1962: proclamation de l’indépendance du Rwanda. A partir de cette année,
multiplication des massacres de Tutsis et instauration progressive d’un régime
«ethniste» hutu à Kigali.
1990: fondé en Ouganda en 1987, le Front patriotique rwandais (FPR, à
majorité tutsie) lance une offensive contre le régime du général
Juvénal Habyarimana, au pouvoir depuis 1973. Intervention en octobre du Zaïre,
de la Belgique et de la France, qui y maintient un contingent.

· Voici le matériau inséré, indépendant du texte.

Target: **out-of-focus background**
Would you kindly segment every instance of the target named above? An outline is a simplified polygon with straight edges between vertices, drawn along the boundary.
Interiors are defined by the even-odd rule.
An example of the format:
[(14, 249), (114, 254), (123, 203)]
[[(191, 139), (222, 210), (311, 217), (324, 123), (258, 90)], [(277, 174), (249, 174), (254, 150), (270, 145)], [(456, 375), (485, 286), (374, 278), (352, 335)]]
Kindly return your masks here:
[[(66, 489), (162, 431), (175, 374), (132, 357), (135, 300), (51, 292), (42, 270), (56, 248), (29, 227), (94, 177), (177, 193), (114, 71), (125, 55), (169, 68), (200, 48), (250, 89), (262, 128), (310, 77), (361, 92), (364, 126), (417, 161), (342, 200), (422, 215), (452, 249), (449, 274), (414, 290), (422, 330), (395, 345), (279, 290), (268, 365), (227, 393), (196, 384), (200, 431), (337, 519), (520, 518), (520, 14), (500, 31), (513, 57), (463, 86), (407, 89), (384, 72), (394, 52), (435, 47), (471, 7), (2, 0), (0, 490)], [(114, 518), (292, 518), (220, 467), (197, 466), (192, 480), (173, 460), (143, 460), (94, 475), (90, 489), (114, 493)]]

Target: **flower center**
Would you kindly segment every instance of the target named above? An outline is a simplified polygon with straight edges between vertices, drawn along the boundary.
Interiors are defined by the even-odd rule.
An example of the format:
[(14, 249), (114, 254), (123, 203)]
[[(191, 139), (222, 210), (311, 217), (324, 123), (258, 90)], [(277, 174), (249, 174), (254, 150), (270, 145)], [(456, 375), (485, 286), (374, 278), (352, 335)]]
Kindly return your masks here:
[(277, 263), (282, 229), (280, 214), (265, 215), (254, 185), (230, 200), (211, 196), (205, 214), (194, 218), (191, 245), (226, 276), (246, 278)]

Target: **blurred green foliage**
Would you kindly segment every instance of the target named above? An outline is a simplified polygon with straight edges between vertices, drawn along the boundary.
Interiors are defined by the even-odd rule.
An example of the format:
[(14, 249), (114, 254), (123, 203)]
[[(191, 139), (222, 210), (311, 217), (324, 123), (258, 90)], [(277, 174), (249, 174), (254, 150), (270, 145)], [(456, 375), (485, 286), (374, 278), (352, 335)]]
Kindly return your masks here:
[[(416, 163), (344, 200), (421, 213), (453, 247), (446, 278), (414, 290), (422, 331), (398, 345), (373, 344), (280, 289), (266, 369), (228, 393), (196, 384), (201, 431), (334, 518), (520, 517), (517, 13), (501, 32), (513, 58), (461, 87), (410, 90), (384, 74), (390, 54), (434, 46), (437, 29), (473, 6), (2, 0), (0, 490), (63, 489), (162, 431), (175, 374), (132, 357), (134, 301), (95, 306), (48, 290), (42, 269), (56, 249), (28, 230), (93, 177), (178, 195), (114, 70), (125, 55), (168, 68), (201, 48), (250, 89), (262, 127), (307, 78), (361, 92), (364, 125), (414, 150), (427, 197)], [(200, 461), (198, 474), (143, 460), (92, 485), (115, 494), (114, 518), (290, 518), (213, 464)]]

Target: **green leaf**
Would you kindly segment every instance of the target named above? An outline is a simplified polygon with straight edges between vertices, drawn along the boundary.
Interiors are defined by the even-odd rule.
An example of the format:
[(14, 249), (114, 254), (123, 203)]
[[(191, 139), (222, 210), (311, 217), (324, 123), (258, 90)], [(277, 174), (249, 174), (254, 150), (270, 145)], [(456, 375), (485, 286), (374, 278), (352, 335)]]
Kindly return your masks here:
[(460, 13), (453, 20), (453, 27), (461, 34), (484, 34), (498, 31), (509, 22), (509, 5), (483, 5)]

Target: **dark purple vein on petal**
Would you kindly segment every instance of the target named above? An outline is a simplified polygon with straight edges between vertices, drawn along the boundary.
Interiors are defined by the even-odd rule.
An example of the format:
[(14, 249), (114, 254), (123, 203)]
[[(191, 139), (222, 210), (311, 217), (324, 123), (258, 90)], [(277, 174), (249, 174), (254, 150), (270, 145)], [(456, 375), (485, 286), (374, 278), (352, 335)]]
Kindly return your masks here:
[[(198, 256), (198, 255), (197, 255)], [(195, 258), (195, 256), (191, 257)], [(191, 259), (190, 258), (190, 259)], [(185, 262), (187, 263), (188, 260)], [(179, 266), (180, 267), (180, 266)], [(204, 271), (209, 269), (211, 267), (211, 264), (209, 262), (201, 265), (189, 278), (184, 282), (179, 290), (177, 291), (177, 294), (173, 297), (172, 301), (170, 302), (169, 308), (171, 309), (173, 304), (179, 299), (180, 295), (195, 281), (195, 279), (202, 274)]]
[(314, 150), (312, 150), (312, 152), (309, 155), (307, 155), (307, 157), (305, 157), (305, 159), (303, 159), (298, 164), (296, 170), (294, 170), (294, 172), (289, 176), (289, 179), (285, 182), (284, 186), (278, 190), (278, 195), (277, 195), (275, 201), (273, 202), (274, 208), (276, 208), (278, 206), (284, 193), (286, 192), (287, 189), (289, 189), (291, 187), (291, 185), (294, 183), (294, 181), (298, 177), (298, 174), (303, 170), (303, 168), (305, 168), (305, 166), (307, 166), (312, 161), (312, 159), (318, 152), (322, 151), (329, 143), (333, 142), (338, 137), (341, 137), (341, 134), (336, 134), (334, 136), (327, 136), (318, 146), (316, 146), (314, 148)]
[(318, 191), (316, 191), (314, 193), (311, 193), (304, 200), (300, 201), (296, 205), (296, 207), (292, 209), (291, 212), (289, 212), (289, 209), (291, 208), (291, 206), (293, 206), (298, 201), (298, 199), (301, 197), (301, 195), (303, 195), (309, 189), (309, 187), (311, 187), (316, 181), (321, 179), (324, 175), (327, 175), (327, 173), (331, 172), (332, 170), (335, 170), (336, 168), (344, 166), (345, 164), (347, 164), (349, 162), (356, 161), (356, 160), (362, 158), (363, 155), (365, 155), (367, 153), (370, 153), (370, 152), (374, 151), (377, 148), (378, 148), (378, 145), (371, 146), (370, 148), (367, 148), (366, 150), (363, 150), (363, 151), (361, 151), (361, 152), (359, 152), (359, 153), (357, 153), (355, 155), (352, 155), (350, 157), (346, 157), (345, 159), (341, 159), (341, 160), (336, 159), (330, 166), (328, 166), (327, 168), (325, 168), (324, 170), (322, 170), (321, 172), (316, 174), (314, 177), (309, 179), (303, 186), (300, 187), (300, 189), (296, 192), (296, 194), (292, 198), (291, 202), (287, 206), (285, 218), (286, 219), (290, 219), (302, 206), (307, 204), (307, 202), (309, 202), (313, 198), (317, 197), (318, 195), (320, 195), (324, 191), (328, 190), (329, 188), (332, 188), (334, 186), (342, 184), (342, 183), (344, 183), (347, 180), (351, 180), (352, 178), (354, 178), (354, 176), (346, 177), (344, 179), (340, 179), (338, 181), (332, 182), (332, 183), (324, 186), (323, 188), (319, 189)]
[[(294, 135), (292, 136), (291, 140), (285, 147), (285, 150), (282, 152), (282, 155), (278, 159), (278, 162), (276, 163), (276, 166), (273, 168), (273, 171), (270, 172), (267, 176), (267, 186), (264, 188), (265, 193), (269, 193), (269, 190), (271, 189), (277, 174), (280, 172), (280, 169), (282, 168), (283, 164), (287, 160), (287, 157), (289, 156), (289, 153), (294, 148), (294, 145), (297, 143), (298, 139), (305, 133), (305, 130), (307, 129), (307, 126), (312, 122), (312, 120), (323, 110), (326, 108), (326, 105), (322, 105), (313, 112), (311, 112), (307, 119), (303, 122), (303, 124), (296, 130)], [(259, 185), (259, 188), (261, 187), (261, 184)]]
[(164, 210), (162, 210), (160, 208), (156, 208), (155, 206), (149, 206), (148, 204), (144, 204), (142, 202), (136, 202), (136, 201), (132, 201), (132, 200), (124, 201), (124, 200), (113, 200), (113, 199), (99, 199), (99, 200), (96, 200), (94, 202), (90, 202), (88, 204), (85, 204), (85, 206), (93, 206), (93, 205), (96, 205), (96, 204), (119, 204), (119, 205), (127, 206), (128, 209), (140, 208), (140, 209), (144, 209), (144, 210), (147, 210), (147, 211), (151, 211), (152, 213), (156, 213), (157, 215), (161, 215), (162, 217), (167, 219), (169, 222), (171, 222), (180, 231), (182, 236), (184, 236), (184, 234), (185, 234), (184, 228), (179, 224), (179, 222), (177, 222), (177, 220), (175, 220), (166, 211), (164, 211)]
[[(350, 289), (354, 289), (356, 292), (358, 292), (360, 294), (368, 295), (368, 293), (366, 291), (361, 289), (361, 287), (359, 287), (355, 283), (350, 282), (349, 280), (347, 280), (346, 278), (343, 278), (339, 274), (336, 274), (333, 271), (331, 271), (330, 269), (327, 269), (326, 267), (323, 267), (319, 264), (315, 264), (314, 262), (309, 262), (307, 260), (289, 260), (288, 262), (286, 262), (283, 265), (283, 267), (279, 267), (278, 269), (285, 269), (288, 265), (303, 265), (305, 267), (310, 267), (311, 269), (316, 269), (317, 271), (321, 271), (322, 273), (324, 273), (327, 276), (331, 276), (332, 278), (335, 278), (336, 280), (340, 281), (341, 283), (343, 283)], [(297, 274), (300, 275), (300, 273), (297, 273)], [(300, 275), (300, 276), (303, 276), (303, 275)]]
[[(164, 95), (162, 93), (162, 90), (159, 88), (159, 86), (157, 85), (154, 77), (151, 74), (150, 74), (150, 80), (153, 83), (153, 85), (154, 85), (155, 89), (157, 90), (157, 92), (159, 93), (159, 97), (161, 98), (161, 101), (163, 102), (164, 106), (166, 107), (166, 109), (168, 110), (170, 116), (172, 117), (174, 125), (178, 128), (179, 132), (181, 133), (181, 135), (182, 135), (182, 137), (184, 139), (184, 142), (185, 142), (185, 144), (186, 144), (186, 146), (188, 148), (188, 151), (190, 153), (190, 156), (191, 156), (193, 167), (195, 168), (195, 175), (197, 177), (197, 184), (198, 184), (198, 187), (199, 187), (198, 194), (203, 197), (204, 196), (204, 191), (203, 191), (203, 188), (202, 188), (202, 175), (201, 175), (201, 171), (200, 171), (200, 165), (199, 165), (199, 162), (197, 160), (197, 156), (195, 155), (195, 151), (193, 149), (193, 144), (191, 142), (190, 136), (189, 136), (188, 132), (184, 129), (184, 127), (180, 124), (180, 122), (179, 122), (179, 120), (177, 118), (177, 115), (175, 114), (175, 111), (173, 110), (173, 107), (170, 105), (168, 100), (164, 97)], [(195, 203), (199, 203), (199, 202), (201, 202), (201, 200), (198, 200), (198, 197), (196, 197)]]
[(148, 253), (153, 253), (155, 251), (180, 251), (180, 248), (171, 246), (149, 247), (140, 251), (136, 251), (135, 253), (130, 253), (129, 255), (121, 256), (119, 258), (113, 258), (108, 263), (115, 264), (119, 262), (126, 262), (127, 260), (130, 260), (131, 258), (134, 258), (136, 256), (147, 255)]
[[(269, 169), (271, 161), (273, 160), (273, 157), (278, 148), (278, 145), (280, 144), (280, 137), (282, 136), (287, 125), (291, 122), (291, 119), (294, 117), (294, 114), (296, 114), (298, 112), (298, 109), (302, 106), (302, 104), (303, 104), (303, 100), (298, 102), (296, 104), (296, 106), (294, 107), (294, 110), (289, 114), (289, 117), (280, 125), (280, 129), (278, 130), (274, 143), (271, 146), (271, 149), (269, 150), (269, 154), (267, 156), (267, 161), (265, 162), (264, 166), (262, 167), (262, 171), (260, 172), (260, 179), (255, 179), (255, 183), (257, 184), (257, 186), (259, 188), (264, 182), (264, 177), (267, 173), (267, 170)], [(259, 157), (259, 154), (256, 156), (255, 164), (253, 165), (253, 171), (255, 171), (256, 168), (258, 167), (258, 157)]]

1993: l’accord signé à Arusha (Tanzanie) en août, qui prévoit
un partage du pouvoir avec le FPR, est bloqué par le président rwandais
et ses alliés politiques. Les Nations unies envoient une force internationale
de paix (Minuar).
1994: le président Habyarimana est assassiné. Un génocide
est aussitôt déclenché contre les Tutsis et les Hutus modérés;
il s’étend à tout le pays. La Minuar se retire. Trois mois plus tard,
les Français créent une «zone de sécurité»
au sud-ouest. Le FPR forme un gouvernement d’union nationale. En novembre, les Nations
unies crée le tribunal pénal international (TPI) pour le Rwanda, qui
siège à Arusha (Tanzanie).
Selon la Croix-Rouge, le génocide a fait plus d’un million de morts, en majorité
tutsis, et plus de deux millions de réfugiés..
1999: le gouvernement du FPR prolonge son mandat de quatre ans; il promet une
nouvelle Constitution et la tenue d’élections.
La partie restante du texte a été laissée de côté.